In the areas I work in (scientific computing and scientific machine learning), you can really only find the packages in Julia while R and Python's ecosystems are quite lacking. R has stats and Python has ML, but the rest of the scientific ecosystems there just aren't as complete.
Statisticians, economists, biologists, social scientists all learn and work with R. They publish new packages in R, not in Python. There is no trend at all that this is moving towards Python. Python is far, very far behind when it comes to state of the art research in anything stat-related (besides machine learning i guess, but R is pushing hard to close that gap).

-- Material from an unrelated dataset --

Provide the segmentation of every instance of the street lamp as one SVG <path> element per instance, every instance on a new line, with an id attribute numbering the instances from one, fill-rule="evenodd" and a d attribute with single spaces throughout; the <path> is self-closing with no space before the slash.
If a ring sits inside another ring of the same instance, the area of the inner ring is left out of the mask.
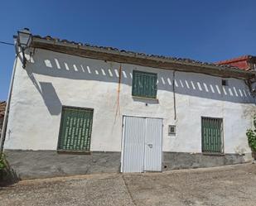
<path id="1" fill-rule="evenodd" d="M 22 67 L 26 67 L 27 59 L 25 57 L 25 50 L 30 46 L 31 43 L 32 35 L 28 28 L 24 28 L 22 31 L 17 31 L 17 45 L 22 49 Z"/>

> Statisticians, economists, biologists, social scientists all learn and work with R
They used to work with R. And the old generation of engineers used to work with Matlab. The old generation still does.
The new generation has been using actual programming languages, typically Python, since high school. They were the first wave of graduates in 2019 that specialised in a discipline and were also competent in software engineering.
The old generation is going to be driven out of the job market by the new in the span of 5 years as they saturate the senior tier of their respective fields. How do you compete for a job when all you know is R and your discipline, against someone who's a full fledged software engineer who knows your discipline and can put models directly into production use?
This simply isn't true. There are more of them that know Python these days in addition to R, but as a recent graduate of a respected statistics graduate program, I can assure you that R is still the overwhelmingly preferred choice in the field, and also is in economics.
So assuming this is true, what plan of action do you recommend for an “old gen” data scientist who is strong in math, stats, ML theory, R, dataviz, ETL, research, etc., but who is not by a long shot a “full fledged software engineer”? I will soon be competing against this new crop of statistician/engineer superhybrids you speak of.
I know a fair bit of Python (mostly for ML/DL applications), bash, and just a smidge of HTML/CSS/JS (just enough tweak a front end demo via R Shiny). I’m OCD enough that I make every effort to write clean and reproducible code and unit test it as I go (is this TDD?). I can implement some stats algorithms (e.g. EM algorithm, MCMC) from scratch with a pseudocode reference, but I rarely if ever have the occasion to do that for obvious reasons. I understand the concept of computational complexity, though I don’t have any figures memorized.
But I’ve never taken any CS course beyond Programming 101. I wouldn’t know how to navigate a complex production codebase. Embarrassingly, I know almost nothing about git. I’m 100% sure I’d get slaughtered in a whiteboard interview or similar. For that matter, I could easily get nailed on some holes in my core data science knowledge (cough SQL cough).
So, do I rebuild my foundation around software engineering, or just patch up the obvious holes? Grind towards a management position and let my inferior skills rot away?
Learning git is never a bad thing. But if you encounter a company expecting you to be a software engineer, run away. You're not that, you're a data scientist. You wouldn't expect a software engineer to be able to recreate some statistical proof from scratch, as you're testing the wrong set of skills.
I would say that for data manipulation and data visualization, R is objectively superior to Python. And for most statistical methods. Its pretty even for many machine learning algorithms. Python only really outclasses R in deep learning in my opinion.
I've yet to see any argument for R that doesn't boil down to 'well, I know it better' or 'well, I prefer the syntax'.
R to data science is as Matlab is to engineering. It's a stopgap 'non programmer' language that thrived at a time when most academics didn't know any programming. Now school children learn programming. There is no use case for these languages anymore.